Il fondo di investimenti sovrano della Norvegia è valutato in oltre 1 triliardo di dollari – oltre mille miliardi di dollari, e recentemente ha deciso di liquidare una quota delle sue partecipazioni in società e investimenti finanziari che operano nel campo degli idrocarburi. La prima ipotesi che era circolata, e cioè che il fondo liquidasse le quote in tutti gli investimenti energetici fossili, è stata rivista anche alla luce di una consultazione pubblica e governativa. Saranno comunque 134 le partecipazioni liquidate ufficialmente. Non saranno tuttavia toccate le quote delle major, come ExxonMobil, Shell ed Eni.

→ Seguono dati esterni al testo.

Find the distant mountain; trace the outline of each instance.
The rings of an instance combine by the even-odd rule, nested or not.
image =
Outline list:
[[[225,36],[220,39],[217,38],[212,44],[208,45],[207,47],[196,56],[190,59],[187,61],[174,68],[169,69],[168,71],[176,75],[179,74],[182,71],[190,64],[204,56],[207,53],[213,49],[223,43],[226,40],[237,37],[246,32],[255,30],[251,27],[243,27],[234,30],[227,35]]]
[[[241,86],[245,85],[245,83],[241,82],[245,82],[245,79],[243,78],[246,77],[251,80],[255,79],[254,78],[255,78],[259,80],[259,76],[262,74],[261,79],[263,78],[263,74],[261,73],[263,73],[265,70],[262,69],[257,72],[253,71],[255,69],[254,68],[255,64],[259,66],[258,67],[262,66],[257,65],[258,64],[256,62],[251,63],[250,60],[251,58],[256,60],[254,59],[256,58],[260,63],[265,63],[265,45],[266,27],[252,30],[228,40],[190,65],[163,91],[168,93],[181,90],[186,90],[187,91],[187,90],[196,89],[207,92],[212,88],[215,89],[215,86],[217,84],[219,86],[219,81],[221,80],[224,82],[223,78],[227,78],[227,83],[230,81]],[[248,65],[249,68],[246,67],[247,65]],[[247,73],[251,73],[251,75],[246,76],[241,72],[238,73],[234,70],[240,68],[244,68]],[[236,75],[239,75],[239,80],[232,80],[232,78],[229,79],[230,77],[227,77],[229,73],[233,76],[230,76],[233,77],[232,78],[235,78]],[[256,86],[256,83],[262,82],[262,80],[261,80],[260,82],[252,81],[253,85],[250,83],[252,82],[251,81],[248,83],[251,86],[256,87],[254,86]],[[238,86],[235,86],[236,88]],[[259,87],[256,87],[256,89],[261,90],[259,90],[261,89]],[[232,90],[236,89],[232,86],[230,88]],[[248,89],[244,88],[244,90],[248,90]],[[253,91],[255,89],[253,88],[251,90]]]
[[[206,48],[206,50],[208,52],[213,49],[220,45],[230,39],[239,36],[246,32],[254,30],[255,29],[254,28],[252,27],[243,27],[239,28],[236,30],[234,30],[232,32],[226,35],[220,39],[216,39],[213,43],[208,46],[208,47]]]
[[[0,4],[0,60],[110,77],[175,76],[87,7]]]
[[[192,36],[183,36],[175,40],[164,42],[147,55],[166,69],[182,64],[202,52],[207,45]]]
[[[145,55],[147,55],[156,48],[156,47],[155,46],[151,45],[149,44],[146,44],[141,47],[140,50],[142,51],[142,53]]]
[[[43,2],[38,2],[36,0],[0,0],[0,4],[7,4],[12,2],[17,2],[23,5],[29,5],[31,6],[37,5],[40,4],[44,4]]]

Nonostante l’importante simbolo ambientalista, la scelta non è stata dettata (solamente) da una questione “etica”, bensì da una più pragmatica decisione finanziaria: ridurre la propria esposizione al settore diventa cruciale per evitare di bruciare risorse di cassa. Il piano energetico nazionale e le pressioni in ottica ambientale hanno certamente avuto un ruolo importante, ma la transizione energetica ha comunque bisogno di un supporto anche da parte dei carburanti fossili. E, come se non bastasse, sono le stesse aziende energetiche maggiori ad avere tra i propri profili di business l’innovazione in campo energetico e tecnologico.
Secondo Repubblica: «A livello globale il fondo norvegese ha investito in più di 9mila società quotate, pari all’1,4% di tutti i titoli quotati nel mondo.Il fondo è tra i principali investitori in italia: oltre a Eni possiede quote di Intesa Sanpaolo, Leonardo, Fca, Poste e Saipem».
Il Ministro delle Finanze norvegese, Siv Jensen, ha affermato che il petrolio resterà un pilastro dell’economia di Oslo. La Norvegia è il più grande produttore di petrolio e gas dell’Europa occidentale. La decisione del governo dovrà anche intervenire per seguire il consiglio della Banca Centrale Norvegese, che nel 2017 affermò in una nota che “la riduzione degli investimenti nel settore degli idrocarburi sarebbe una mossa economica acuta”.
Il governo di Oslo possiede ancora il 67% di Equinor, precedentemente noto come Statoil, che è una compagnia petrolifera che pompa l’equivalente di due milioni di barili di petrolio al giorno.